I suppose it was more than ten years ago that the waiters at the café I was managing started telling me about “Raves.” These were all-night, drug-infested parties where the music was loud and, to my Bach-attuned ears, obnoxious, the incidences of copulation or near-copulation many, and the over-doses not uncommon. They were called “Raves” because the kids were so high they were raving mad. I thought of these raves when I read Bill Donohue’s screed in the Washington Post’s “On Faith” columns yesterday.
Here is how he begins: “There are many ways cultural nihilists are busy trying to sabotage America these days: multiculturalism is used as a club to beat down Western civilization in the classroom; sexual libertines seek to upend the cultural order by attacking religion; artists use their artistic freedoms to mock Christianity; Hollywood relentlessly insults people of faith; activist left-wing legal groups try to scrub society free of the public expression of religion; elements in the Democratic party demonstrate an animus against Catholicism; and secular-minded malcontents within Catholicism and Protestantism seek to sabotage their religion from the inside.” Nihilists. Sabotage. Beat down. All of it finishing with that dark, McCarthyite fear of traitors working “from the inside.” This is raving mad.
I am sure that what struck most people about Donohue’s column, which is evidently recapitulation of themes from a book he is promoting, was his relentless indictment of “secularists.” He writes, “Yesterday’s radicals wanted to tear down the economic structure of capitalism and replace it with socialism, and eventually communism. Today’s radicals are intellectually spent: they want to annihilate American culture, having absolutely nothing to put in its place. In that regard, these moral anarchists are an even bigger menace than the Marxists who came before them.” He equates gay activists with the Marquis de Sade and claims their primary motivation is a “pathological hatred of Christianity.” He complains that Hollywood no longer makes pro-Christian movies except, of course, Mel Gibson who got “run out of town.” (Not, of course, because of the movie but because during an arrest he unloaded, on tape, a catalogue of anti-Semitic tropes that would have done Father Coughlin proud.) Donohue says of the ACLU: “Lying about their real motives, they say their fidelity is to the Constitution.” And on and on. Nothing new here except the even higher decibel levels of paranoia cum nostalgia that has long been Donohue’s calling card.
I think much of this is unfair. I do not see anyone who wants to “annihilate American culture” although the titans of Wall Street did a pretty good job of crippling it. I think the ACLU is misguided but I think they are sincere in their very different reading of the First Amendment, and I see why reading a few columns by Donohue would convince many to write a check to the ACLU. He says that pro-life Catholics are not welcome in the Democratic Party but I have not been shown the door and, much more importantly, neither has Sen. Bob Casey.

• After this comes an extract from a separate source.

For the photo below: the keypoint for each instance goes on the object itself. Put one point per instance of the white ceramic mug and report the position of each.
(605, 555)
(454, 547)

But, what is really problematic with Donohue’s screed is not his caricature of contemporary culture but his caricature of Catholicism, although it is worth noting that Cardinal Francis George, in his new book The Difference God Makes: A Catholic Vision of Faith, Communion, and Culture, makes the point that following the Master, we must love the culture we seek to evangelize. Donohue’s words are the words of a Puritan not a Catholic. We Catholics have confidence that we bring Christ to the world and to the culture, that in our encounters with the lost and the poor we find a privileged place for the operation of grace, we have, in a word, hope. Donohue’s dark vision neither sees any hope nor encourages any hope.
I was having a conversation with Msgr. Lorenzo Albacete the other day about an event being sponsored by Crossroads Cultural Center tonight in New York to present Cardinal George’s book. I encourage anyone in the NYC area to attend. At one point in our conversation, Msgr. Albacete said that one of the problems with our culture today is that we have lost the “taste for life” and that the Church must find a way to rekindle that taste if we want to invite people to “taste and see the goodness of the Lord,” that is, if we want to evangelize. Catholics are not Puritans. Cardinal George grasps the fact. Pope Benedict grasps that fact. Alas, Bill Donohue is too busy being angry to even notice it.